もちろん咬合面には、8つの要素を持っていることさえ教えていません。

私は、この8つの要素をナソロジーの始祖であるスチュアート先生から教わり、目からうろこが落ちました。

咬合面には、単なる解剖学的形態のみではなく、隆線も溝も顎の動きに非常に関係しているのだと、当時衝撃を受けた思い出があります。

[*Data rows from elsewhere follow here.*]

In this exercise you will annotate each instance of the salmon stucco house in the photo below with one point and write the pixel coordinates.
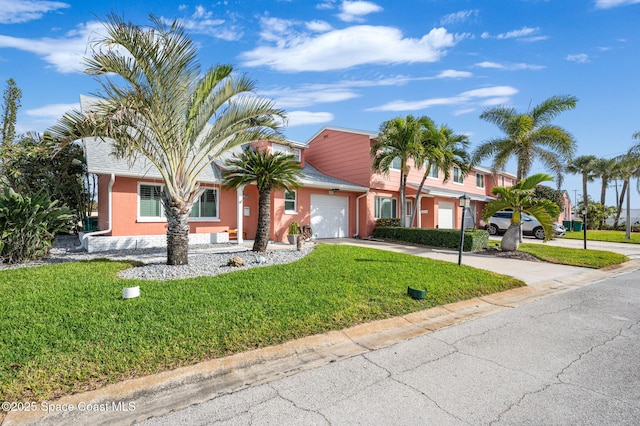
(340, 196)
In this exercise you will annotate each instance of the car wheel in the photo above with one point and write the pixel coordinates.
(538, 233)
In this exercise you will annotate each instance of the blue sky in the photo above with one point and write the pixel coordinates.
(356, 64)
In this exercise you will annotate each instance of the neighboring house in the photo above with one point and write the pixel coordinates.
(346, 154)
(340, 196)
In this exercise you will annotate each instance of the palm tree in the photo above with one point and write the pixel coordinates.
(441, 149)
(529, 137)
(399, 141)
(178, 116)
(583, 165)
(268, 171)
(521, 198)
(604, 168)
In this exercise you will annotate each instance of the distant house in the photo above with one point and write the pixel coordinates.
(340, 195)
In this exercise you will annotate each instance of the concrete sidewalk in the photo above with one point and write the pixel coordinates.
(159, 394)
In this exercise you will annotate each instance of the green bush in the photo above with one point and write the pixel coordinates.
(28, 225)
(387, 222)
(449, 238)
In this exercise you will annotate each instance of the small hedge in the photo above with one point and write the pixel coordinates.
(448, 238)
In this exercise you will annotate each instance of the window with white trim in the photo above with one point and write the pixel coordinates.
(395, 164)
(150, 201)
(290, 201)
(207, 205)
(385, 207)
(457, 175)
(276, 147)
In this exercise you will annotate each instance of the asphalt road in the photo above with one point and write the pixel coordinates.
(568, 359)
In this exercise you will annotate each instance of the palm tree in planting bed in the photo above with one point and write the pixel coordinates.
(521, 198)
(399, 141)
(443, 150)
(529, 137)
(170, 111)
(583, 165)
(268, 171)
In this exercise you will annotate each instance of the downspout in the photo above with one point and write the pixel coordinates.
(112, 179)
(358, 212)
(239, 213)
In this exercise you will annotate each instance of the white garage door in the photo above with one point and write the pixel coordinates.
(329, 216)
(445, 215)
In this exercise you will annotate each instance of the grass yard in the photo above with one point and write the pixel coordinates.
(66, 329)
(595, 259)
(610, 236)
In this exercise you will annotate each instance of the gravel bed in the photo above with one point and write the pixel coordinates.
(204, 260)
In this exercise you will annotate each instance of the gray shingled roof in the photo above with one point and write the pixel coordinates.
(100, 160)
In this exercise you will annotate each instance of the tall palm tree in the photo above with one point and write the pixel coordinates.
(529, 137)
(169, 110)
(604, 168)
(442, 149)
(584, 166)
(521, 198)
(399, 141)
(268, 171)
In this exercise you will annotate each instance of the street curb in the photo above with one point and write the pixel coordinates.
(155, 395)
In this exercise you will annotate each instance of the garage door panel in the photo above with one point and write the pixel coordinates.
(329, 216)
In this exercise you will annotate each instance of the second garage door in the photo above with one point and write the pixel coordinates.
(329, 216)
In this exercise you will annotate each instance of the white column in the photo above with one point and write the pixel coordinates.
(240, 212)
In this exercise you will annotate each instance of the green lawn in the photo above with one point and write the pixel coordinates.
(610, 236)
(66, 329)
(575, 257)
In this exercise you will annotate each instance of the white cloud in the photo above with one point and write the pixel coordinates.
(523, 34)
(461, 16)
(301, 118)
(509, 67)
(13, 12)
(318, 26)
(581, 58)
(366, 44)
(606, 4)
(454, 74)
(485, 96)
(64, 53)
(354, 11)
(202, 21)
(51, 111)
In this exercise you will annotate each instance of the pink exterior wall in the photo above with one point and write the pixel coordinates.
(343, 155)
(125, 210)
(281, 220)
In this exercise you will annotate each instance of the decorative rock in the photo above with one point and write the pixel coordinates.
(235, 261)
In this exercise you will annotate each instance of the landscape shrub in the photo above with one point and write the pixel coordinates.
(449, 238)
(28, 225)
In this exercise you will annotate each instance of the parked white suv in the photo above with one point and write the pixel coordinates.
(499, 223)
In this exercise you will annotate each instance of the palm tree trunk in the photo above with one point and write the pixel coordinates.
(264, 221)
(177, 232)
(415, 205)
(625, 183)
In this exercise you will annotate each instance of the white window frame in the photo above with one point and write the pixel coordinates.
(140, 218)
(434, 170)
(296, 152)
(376, 207)
(459, 176)
(295, 201)
(207, 218)
(163, 217)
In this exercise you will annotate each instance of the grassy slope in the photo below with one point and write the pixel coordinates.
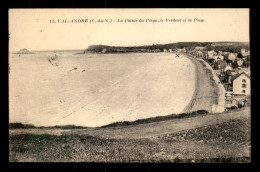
(226, 142)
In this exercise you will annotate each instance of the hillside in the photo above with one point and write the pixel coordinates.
(24, 51)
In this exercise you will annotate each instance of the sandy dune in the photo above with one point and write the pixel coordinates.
(97, 89)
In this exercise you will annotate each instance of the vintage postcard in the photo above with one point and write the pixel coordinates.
(129, 85)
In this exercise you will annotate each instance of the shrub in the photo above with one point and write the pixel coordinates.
(202, 111)
(233, 107)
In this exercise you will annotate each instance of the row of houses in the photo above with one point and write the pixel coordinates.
(233, 69)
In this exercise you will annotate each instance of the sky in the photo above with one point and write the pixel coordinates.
(32, 29)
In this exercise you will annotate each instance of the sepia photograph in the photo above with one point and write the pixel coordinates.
(162, 85)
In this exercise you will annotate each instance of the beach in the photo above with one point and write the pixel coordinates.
(98, 89)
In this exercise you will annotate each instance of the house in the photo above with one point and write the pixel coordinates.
(228, 67)
(231, 102)
(218, 57)
(221, 65)
(240, 62)
(210, 54)
(200, 54)
(241, 84)
(245, 53)
(232, 56)
(228, 76)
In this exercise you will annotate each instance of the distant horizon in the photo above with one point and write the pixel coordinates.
(125, 45)
(39, 29)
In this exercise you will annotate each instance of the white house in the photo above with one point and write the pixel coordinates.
(241, 84)
(232, 56)
(228, 67)
(210, 54)
(218, 57)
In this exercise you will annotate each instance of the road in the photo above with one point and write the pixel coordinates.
(148, 130)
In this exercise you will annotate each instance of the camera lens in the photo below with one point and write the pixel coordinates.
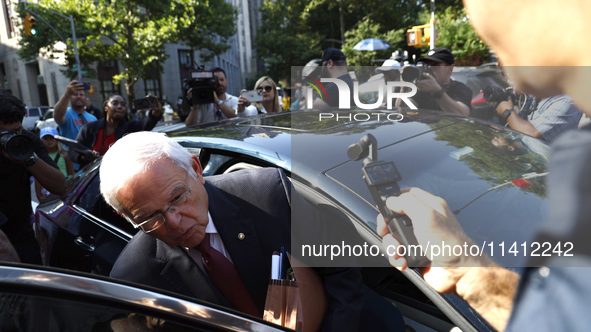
(411, 74)
(18, 147)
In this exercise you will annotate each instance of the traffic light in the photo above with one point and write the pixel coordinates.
(29, 24)
(419, 35)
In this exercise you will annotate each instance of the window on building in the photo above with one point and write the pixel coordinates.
(106, 71)
(8, 18)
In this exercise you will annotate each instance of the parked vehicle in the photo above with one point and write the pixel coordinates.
(43, 299)
(495, 195)
(477, 79)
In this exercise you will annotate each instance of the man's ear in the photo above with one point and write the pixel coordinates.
(196, 164)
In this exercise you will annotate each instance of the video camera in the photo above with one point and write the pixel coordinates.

スチュアート先生の講義を受けた一本の歯の形態には、すべて意味があり、機能と深く関係しているのを、今から40年前に初めて知りました。それまでは、歯牙解剖では教わったことがありませんでした。

今でもそうであると思います。
臼歯の咬合面は8つの要素から成り立っています。

すなわち、

1.【咬頭頂】  
口腔内に一番最初に現れてくるところで相手の窩に噛みこむ

2.【辺縁隆線】 
咬頭頂を連ねた隆線で対合歯の辺縁隆線とは2か所の接触が出来る。
この接触をクロージャーストッパーと呼び、安定した中心咬合位を造る。

3.【中心隆線】 
咬頭頂から外側に向かう隆線で歯の概形を形成する隆線で、下顎の臼歯の場合Aコンタクトを造る。

4.【三角隆線】 
咬頭頂から咬合面の内側にできる大きな隆線で下顎の臼歯ではB,Cコンタクト、上顎の臼歯ではA,Bコンタクトを造る。

5.【発育溝】  
三角隆線が発育した結果、その隣接するところにV字状の溝が生まれる。
この溝は咬合面から辺縁隆線を超え、外側に溝を形成する。
ここは相手の隆線と一致するところで、咬頭頂の通り道となる。

6.【副隆線】  
三角隆線に隣接したところに隆線が出来、三角隆線いわゆる主隆線が摩耗すると副隆線が咀嚼能率を支える。

7.【副溝】   
副隆線が生まれると三角隆線との間にU字状の溝が出来、この溝は辺縁隆線を超えない溝である。
相手の咬頭頂が通り抜ける溝である。

8.【窩】    
ここは咬合面の中で最も低いところで、三角隆線が互いにぶつかり合ったところで、V字状が複数で重なり合うために三角柱となる。
また、相手の咬頭頂が入り込み、中心咬合位を確立する場所である。


以上のように、咬合面には8つの要素があり、各々その役目があるということです。

また、この咬合面の発育に合わせてできたワックスアップの方法がエベリットペインのワックスアデッドテクニックであり、後のPKTのワックスコーンテクニックとして生まれました。